Among adults with autism spectrum disorders, health, functional abilities, literacy, behavior problems, and the number of services received accounted for 21% of the variance in the composite of independence in adult life (see Table 5, autism spectrum disorders Model 1). The only significant predictor was having better functional abilities, β  =  .39, p < .05. When we replaced the total number of services received with the individual service that, in preliminary analyses, had a significant contribution to independence in adult life for sample members with autism spectrum disorders, we found that this model now accounted for 30% of the variance (see Table 5, autism spectrum disorders Model 2). In Model 2, having better functional abilities, β  =  .39, p < .05 and not receiving psychological or psychiatric services, β  =  −.34, p < .01, significantly predicted better independence in adult life outcomes for adults with autism spectrum disorders.

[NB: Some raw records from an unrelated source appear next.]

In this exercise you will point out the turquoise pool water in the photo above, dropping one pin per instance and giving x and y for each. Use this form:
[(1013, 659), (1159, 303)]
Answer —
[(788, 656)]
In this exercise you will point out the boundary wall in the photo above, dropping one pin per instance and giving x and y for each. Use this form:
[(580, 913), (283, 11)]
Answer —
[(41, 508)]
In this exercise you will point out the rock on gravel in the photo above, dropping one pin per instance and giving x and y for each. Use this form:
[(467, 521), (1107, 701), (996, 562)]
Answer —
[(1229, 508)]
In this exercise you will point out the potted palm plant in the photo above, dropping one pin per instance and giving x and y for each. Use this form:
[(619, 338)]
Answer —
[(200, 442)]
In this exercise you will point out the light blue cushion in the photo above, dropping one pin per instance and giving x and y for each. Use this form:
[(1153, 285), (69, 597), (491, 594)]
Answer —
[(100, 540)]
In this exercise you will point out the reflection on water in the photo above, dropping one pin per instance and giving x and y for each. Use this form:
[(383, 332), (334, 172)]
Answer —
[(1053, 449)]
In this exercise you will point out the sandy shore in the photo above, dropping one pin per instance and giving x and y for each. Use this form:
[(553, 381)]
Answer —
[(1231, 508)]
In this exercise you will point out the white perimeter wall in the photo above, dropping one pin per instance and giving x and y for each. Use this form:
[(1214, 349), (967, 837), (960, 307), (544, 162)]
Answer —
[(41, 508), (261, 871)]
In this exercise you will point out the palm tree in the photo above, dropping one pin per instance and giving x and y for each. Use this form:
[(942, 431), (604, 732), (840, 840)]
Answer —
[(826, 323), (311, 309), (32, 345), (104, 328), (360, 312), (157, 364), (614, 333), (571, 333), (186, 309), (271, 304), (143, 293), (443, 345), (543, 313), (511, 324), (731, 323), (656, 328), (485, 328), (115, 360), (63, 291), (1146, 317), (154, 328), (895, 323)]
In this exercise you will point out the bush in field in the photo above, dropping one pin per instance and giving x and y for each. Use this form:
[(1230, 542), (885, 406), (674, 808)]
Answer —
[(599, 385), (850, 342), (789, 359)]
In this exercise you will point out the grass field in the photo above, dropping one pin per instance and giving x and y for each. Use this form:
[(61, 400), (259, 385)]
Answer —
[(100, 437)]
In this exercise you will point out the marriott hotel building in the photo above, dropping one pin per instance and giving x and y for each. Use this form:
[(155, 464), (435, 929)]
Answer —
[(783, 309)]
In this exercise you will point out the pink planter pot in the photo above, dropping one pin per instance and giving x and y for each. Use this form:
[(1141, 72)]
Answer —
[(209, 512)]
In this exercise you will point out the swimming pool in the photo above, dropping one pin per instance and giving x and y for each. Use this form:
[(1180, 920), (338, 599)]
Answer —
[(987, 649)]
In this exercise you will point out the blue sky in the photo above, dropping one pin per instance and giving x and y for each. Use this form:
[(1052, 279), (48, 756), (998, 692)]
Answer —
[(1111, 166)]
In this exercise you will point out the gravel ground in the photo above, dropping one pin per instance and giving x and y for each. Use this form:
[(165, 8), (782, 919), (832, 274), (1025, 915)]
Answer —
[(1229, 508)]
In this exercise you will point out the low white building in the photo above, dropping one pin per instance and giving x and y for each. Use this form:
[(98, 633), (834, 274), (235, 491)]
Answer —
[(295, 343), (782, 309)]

Thus, for both groups of adults having better functional abilities was related to better adult outcomes. Receipt of services played a significant role in predicting better outcomes for adults with Down syndrome. Specifically, receiving particular services (speech/language, recreational services, and transportation) was predictive of better overall adult outcomes. On the other hand, receiving services was not related to better outcomes for adults with autism spectrum disorders. In fact, having a better outcome was related to not receiving (and by implication, not needing) psychological services.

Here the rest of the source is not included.